Gidin oradan binin uçağınıza...
İkide bir "uçak Allah uçak" taleplerinizi de bize iletmeye artık bir son verin.
Çünkü...
Bizi de sizi de din-le-mi-yor-lar.
.......
Ben Üniversitenin eski logosunu istiyorum.
Osmangazi Üniversitesi öğretim üyelerinden Prof Dr Hasan Tosun, Üniversite logosunun değişmesine bir hayli tepki göstermiş. Bu tepkisini de, Üniversite öğretim üyelerine e mail aracılığıyla göndermiş.
Hasan Tosun'a göre, kurumsal logo değişikliğinin de bir prosedürü var.
Buna göre:
1-Önce bir komisyon kurulur.
2-Komisyon logo değişikliğine gerek olup olmadığına karar verir.
3-logo değişikliği gerekiyorsa bir yarışma açılır.
4-Yarışmada oluşan çalışmalar Üniversite paydaşlarının beğenisine sunulur.
5-Karar verilen logonun taklit olup olmadığının kontrolü yapılır
6-Yeni logo Üniversitenin yönetim organlarında kabul edilir.
7-Kabul edilen yeni logo, niçin değiştirildiğine dair gerekçeler ile birlikte kamuoyuna açıklanır.
Bu konuda emrivaki'in etkin olmaması gerektiğini söylüyor Hasan Tosun.
-"Ben Üniversitenin eski logo'sunu istiyorum" diyor.
Yeni logo'da yer alan Çınar yaprağının da daha çok Kanada bayrağı üzerindeki yaprağa benzediğini de özellikle ifade ediyor.
.......
Gaye Usluer'in söyledikleri...
CHP parti Meclis üyesi ve Milletvekili Gaye Usluer'in röportajını okudum.
Söyledikleri arasında Milletvekili arkadaşı Utku Çakırözer ile partisinin Tepebaşı Belediye Başkanı Ahmet Ataç'a hem sitem, hem göndermeler var.
Gaye Usluer, yukarıda da söylediğimiz gibi CHP'nin aynı zamanda Parti Meclisi üyesi.
Partinin, Kurultay'dan sonra en yetkili organı içinde yer alan bir isim.

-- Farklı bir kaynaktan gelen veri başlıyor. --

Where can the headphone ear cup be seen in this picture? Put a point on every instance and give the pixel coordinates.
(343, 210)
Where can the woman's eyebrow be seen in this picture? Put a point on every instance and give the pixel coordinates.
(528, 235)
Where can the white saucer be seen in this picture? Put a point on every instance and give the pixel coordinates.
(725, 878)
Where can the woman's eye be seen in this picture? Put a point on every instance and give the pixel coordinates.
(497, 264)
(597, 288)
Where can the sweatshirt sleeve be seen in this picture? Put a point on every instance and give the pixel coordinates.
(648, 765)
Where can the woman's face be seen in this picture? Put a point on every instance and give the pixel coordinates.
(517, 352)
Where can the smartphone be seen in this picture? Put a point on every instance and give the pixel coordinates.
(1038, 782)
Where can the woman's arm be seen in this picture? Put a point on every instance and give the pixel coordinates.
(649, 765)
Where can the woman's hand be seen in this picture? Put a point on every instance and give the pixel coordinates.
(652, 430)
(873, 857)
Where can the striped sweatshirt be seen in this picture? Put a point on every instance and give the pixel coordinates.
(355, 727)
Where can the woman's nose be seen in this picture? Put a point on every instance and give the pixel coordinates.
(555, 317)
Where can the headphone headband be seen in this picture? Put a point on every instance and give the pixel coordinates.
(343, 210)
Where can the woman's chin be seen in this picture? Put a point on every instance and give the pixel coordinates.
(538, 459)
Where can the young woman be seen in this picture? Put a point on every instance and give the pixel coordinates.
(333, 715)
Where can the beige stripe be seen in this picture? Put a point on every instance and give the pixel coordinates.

Bulunduğu konum, Genel başkanın da üzerinde.
Söylediklerine gelince...
Partisinin diğer milletvekili ile partisinin belediye başkanı ile ilgili bu tür sözleri alenen söylemesini pek doğru bulmadım.
Bu durum bana...
Konum itibarıyla sorunu çözmesi gerekirken,sorunu kamuoyu önüne alenen açmış gibi geldi.
.....
BİRAZ DA GÜLMEK LAZIM Eczane Görevlisi: -Hayır Beyefendi, burası eczane demiş. Temel tamam demiş çıkmış. Yarın olmuş. Temel yine eczaneye gitmiş ve, -Ula uşağum burada tavuk varmidur? demiş Eczane görevlisi: -Aa daha ne kadar dicem burası eczane, eczane burada tavuk satılmaz! demiş. Temel yine tamam demiş çıkmış. Yarın olmuş bizim Temel yine eczaneye gitmiş ve, -Ula, uşağum burada tavuk varmidur? demiş. Eczane görevlisi çok sinirlenir ve, -Burası eczane burada tavuk ne arasın gidin kasaba demiş. Temelde; -O zaman cama 'TAVUK YOKTUR' diye bir yazı asın demiş. Eczane görevlisi o kadar çok sinirlidir ki Temelin bir daha gelmemesi için cama Temel'in söylediğini yazar. Yarın olur Temel eczaneye tekrar gelir ve derki: Tavuk ne zaman gelicek?